Last year, 6,000 people attended the Salmon Festival, according to town figures, compared to 13,000 in 2005. The council hopes to reverse that trend in 2011. “If this concert doesn’t succeed, it’s truly just stating that outdoor concerts cannot succeed in Newfoundland,” Blackmore says. “If this doesn’t work, then realistically there’s probably no combination that can work.”
And the Salmon Festival — which has traditionally been a big-ticket draw for music fans all over Newfoundland — could instead be downgraded to a local civic holiday type of event. (That crisis appeared to be averted when, in late June, council announced the signing of a five-year deal with the promoter of this year’s KISS concert.)
In past years, says Blackmore, council ran the whole show. “The town was 100 per cent responsible for the entire concert. We would fund all the money, we would be in charge of contacting the band, in charge of contacting their promoters, in charge of getting all the sponsors — pretty much running the show as if we were a production company. It did work for a long time, but it’s hard as a municipality, because it’s not our money, right? It’s taxpayers’, so it’s always a risk in what you’re doing.”
While Grand Falls-Windsor is putting some cash into the KISS show — Blackmore is not permitted to say how much — an outside promoter is taking the lead. If the show breaks even, so will the town. If it doesn’t, the council won’t be on the hook for all losses, as was the case in the past. And council also stands to take a share of the profits if the concert is a success. “We have way less money invested, and risk invested — it is a partnership, but not a 50-50 partnership,” Blackmore says.
So why do they do it? Why put so much on the line to get into the entertainment business?
People love music. They love a good time. And they love people who make it all possible.
Waye Mason promoted shows for years. He describes the attraction this way: “It is risky, and you can lose a lot of money, but you can make a lot of money. And it’s addictive. People love putting on concerts. It’s almost as thrilling to be the guy who gets 30,000 people in one place, or even 1,000 people in one place, or 500 people in one place, and provides that amazing magical experience that they enjoy so much.”
But he believes there are options for governments keen to jump on the big-show bandwagon.
“I just think we’ve got to keep our eyes on the prize here. If the only way to do this is with taxpayers’ money, the other thing you need to think about is there’s only so much money to go around. And all of us, in all four provinces, face serious issues of arts centres and performance spaces and community halls and hockey rinks that we also use for concerts that are in various states of disrepair. It’s not just about, ‘Hey, whatever, we don’t care, we really want the Rolling Stones to play.’ That money isn’t going to be used somewhere else.

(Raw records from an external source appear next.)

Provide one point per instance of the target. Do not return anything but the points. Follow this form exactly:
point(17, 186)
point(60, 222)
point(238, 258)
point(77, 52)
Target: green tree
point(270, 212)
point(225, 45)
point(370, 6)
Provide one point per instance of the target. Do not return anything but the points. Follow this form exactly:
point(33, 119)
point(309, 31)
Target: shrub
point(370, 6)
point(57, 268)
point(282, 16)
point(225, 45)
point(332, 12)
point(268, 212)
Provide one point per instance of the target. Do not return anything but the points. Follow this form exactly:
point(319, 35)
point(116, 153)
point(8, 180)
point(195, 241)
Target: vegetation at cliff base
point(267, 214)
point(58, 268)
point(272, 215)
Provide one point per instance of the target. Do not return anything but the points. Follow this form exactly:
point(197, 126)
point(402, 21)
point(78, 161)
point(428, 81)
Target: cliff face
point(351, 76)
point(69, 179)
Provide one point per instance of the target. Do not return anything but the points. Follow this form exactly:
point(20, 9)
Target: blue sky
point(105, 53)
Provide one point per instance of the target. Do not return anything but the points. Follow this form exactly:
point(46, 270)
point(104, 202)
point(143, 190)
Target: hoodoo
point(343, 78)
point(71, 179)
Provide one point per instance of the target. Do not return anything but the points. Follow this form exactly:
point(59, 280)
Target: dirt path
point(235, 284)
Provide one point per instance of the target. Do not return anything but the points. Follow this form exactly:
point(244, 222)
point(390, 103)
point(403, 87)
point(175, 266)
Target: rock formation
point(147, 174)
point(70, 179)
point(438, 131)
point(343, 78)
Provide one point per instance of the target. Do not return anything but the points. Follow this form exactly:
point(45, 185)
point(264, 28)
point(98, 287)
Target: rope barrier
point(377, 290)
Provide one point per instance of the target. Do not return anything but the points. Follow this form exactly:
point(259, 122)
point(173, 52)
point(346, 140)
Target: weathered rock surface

“And if you want to have music in your community all the time, the way to do that is through small incremental investments in community resources that can be used 50, 100, 200 days a year instead of putting all your eggs in one basket, trying to be cool, and do one or two big concerts every couple of years.”
That opinion will be one of many up for discussion later this year, after the curtains have fallen and the last power chords clanged and reverberated through the summer night air.